Effects of Marijuana May Increase Risk of Schizophrenia in Young Males
While the effects of marijuana on the developing brain has been a serious subject of debate, one recent study has conclusively found a link between marijuana use and schizophrenia. With the mass spread of medical and recreational marijuana legalization, it’s important for people to realize that it is not a benign drug (no drug is) and that there can be consequences for use.
Last August, the study was published in the Journal of the American Medical Association. It suggested that using marijuana during the teen years may increase the risk of developing schizophrenia – namely, if they genetically disposed to the illness.
Dr. Tomas Paus, Rotman Research Institute:
“If there is a family history of severe psychotic disorders, I would really encourage kids to avoid cannabis altogether. If you know these disorders run in your family, then I would be super, super careful.”
The study included nearly 1600 participants from age 12-21. Researchers obtained brain scans and data from 3 separate large studies.
The results were troubling – men who reported marijuana use in their early teens had a noticeably thinner cerebral cortex than others. However, that was only if they had a high genetic risk for schizophrenia. Also, low-risk men and women did not seem to be affected in the same way by marijuana use. This may be partially due to the fact that schizophrenia tends to develop earlier in men than women.

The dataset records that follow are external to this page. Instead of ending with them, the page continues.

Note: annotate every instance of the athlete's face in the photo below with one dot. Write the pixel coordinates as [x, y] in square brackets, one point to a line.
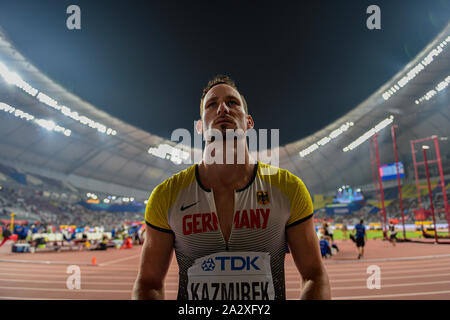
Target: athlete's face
[223, 109]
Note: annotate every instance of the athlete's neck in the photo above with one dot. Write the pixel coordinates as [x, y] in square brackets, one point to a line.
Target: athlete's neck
[227, 176]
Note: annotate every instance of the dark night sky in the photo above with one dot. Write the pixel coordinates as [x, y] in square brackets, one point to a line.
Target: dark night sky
[300, 65]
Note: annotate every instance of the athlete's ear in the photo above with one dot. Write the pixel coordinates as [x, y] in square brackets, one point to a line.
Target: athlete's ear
[199, 127]
[250, 123]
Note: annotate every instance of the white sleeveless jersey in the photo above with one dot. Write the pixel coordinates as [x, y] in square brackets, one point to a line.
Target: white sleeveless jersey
[250, 266]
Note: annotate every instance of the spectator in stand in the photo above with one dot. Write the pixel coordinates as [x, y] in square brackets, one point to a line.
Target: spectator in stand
[344, 230]
[20, 231]
[393, 234]
[325, 249]
[7, 235]
[329, 235]
[360, 238]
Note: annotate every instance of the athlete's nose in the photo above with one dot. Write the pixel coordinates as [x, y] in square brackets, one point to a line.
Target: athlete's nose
[223, 108]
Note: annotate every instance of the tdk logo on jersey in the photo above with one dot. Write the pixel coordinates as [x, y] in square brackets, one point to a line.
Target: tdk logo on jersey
[208, 265]
[237, 263]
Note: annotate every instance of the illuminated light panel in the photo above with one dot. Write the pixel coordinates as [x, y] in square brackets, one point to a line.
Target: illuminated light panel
[334, 134]
[430, 94]
[15, 79]
[380, 126]
[46, 124]
[416, 69]
[165, 151]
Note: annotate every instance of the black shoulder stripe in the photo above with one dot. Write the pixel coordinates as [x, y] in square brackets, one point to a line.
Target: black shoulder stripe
[299, 221]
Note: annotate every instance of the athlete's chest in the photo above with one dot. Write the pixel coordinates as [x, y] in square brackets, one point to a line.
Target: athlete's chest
[227, 214]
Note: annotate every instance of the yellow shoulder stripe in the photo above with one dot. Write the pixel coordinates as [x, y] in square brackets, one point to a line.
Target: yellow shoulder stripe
[164, 195]
[301, 205]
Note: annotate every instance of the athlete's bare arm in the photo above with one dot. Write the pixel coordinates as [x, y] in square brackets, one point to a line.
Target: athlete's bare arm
[304, 246]
[155, 261]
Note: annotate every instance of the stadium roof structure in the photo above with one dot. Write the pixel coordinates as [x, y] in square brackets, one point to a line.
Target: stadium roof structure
[96, 151]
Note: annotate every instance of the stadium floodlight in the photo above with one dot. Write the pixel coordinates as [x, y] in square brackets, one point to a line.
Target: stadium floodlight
[418, 68]
[431, 93]
[333, 135]
[165, 151]
[13, 78]
[46, 124]
[380, 126]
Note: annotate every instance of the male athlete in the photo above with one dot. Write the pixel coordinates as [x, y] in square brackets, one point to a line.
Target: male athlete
[229, 223]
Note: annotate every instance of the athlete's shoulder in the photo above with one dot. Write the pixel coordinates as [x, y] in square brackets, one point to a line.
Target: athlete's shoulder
[177, 181]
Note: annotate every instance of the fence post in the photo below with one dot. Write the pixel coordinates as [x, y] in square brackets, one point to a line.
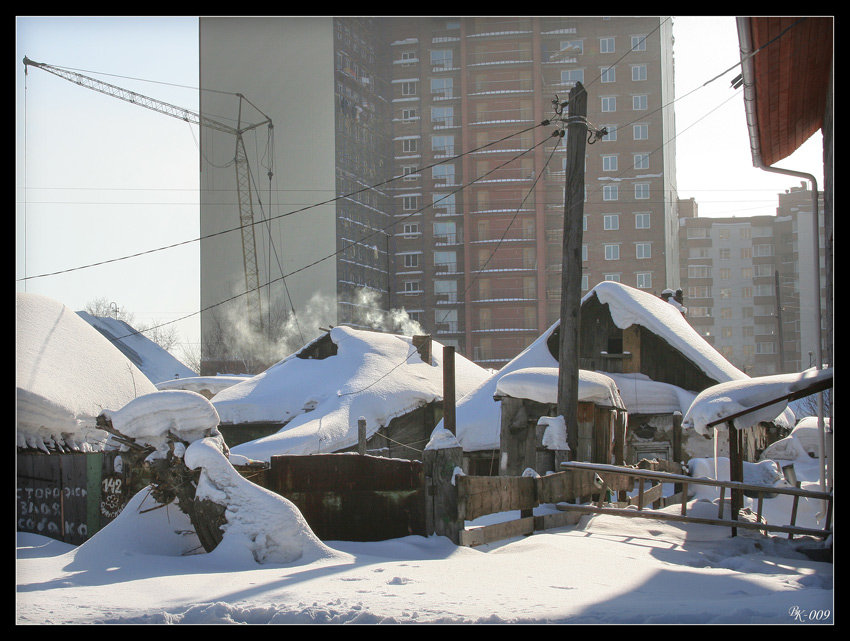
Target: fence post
[361, 436]
[441, 514]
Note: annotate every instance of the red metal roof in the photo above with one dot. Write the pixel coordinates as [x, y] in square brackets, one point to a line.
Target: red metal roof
[791, 79]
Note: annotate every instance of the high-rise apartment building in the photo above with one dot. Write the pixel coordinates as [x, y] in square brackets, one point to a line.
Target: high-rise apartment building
[478, 254]
[749, 285]
[443, 117]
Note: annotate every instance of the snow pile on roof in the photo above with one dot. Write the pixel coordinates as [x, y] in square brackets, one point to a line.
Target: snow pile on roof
[262, 526]
[209, 386]
[541, 384]
[66, 374]
[478, 416]
[373, 375]
[150, 419]
[630, 306]
[156, 363]
[803, 443]
[732, 397]
[642, 395]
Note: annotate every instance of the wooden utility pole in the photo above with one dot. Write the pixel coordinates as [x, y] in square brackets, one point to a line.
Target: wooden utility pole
[779, 323]
[571, 264]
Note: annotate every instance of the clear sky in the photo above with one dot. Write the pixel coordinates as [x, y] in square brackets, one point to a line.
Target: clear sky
[98, 178]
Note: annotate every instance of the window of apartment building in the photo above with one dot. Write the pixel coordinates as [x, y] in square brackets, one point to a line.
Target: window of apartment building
[445, 232]
[572, 47]
[612, 133]
[699, 291]
[699, 271]
[442, 116]
[444, 204]
[441, 87]
[765, 347]
[411, 261]
[445, 261]
[572, 76]
[446, 290]
[443, 145]
[441, 59]
[443, 174]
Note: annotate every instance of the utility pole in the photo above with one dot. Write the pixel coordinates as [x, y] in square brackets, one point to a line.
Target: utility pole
[779, 323]
[571, 264]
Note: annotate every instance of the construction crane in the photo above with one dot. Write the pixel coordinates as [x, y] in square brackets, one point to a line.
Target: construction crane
[240, 161]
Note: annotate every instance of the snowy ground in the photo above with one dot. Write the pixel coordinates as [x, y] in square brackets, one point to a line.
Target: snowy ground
[605, 570]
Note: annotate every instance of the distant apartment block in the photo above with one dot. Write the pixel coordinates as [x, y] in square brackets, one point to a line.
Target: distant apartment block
[748, 284]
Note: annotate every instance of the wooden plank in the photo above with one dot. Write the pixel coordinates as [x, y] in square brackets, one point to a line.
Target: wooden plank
[480, 495]
[663, 516]
[497, 532]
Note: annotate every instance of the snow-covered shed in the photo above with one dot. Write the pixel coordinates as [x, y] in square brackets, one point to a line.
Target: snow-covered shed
[66, 374]
[312, 400]
[69, 484]
[156, 363]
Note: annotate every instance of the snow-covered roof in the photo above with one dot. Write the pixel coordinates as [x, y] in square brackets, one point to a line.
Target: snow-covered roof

“There is a lot of restructuring going on in the male brain between the age of 12 and 18.”
“It seems that whatever it is in men, it basically makes them more susceptible to it,”
The cerebral cortex contains many receptors that bind to marijuana’s main psychoactive ingredient, THC. Additionally, testosterone contributes to changes in the cerebral cortex, and may, in some manner, interact with this substance.
Dr. David Goldman, Laboratory of Neurogenetics at the U.S. National Institute of Alcohol Abuse and Alcoholism reiterates that cannabis is not harmless:
“The burden of cannabis’ effects may fall more heavily on people who, because of genetic makeup or early life exposures, are at greatest risk for brain structural changes, psychosis or addiction. It is safer not to expose people to psychoactive drugs.”
What is Schizophrenia?
Schizophrenia is a chronic and often severe mental illness that affects thinking, feelings, and behaviors. Sufferers often feel as if they are disassociated from reality. Symptoms usually begin between the ages of 16-30, but can occur outside of this window.
Scientists believe that many genes can increase the risk of schizophrenia, but no single gene is responsible for the disorder. Genetic information can not yet be used to predict who may develop the condition. There may also be environmental factors which contribute to its development, including fetal malnutrition and virus exposure.
Signs and Symptoms
- Hallucinations and delusions
- Disorganized thinking
- Agitated body movements
- Reduced expressions of emotion and pleasure
- Difficulty beginning and maintaining activities
- Reduced verbal capabilities
- Difficulty understanding information and making decision
- Difficulty focusing and reduced attention span
- Memory problems such as inability to process information immediately
It’s important to understand that every psychoactive substance has risks, it’s just a matter to what extent. I don’t believe that any sane person believes that marijuana is as harmful as say, alcohol or heroin, but no substance is “safe”. Effects of marijuana are not always predictable.
With the growing acceptance of marijuana, this is an important finding. Especially considering males, statistically speaking, are more likely to use marijuana, and the teenage years are a very common period of experimentation. Furthermore, there is no way to no for sure if someone is predisposed to schizophrenia.